8 de janeiro de 2014

a província

Ué, cansou?
É, por aí. Não fisicamente.
...
É tudo igual aqui, né. As festas. Qualquer lugar que tu vá, qualquer bairro, nas faculdades: tocam as mesmas músicas, pro mesmo tipo de gente, vestindo o mesmo tipo de roupa. Vai dizer. Não tem nada diferente.
Ele botou a ênfase na palavra quando falou, como se para ressaltar ainda mais o que era óbvio, era tudo igual. Mudavam comportamentos, algumas dinâmicas de noite conforme o lugar, mas a essência era mesma. Na província, tudo é provinciano.
Eu sempre tive um pouco de medo disso, na verdade.
Do quê?
Disso, de ser uma dessas pessoas. Igual a todas as outras, vestida como todas as outras. Sabe? É como se eles não fossem além daqui.
E não vão, né.
Tu foi.
Por que tu não te muda também? Qualquer cidade tem uma vida mais pulsante que isso aqui. De repente é o que te falta.
Ah, os vícios de linguagem. Alguns nunca se perdem.

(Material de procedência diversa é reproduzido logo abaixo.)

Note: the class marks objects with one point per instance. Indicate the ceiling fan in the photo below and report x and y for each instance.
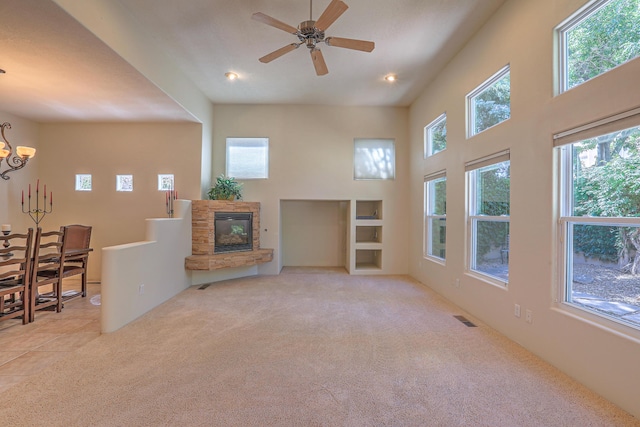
(311, 33)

Antônio percebeu, mas não se corrigiu, e ela percebeu também, mas tampouco o corrigiu, e os dois sorriram em meio àquela pausa gramatical. Do parapeito interno onde estavam, via-se a rua vazia. Lá fora era silêncio e vazio.
Não te escora na janela, vai que esse troço abre.
Porra, nem minha mãe diria isso.
Tu não sabe quantos anos tem esse prédio. Nem em que estado tá essa madeira. Não é impossível.
Cara, olha essa música.
Vai tocar pelo menos mais umas duas vezes.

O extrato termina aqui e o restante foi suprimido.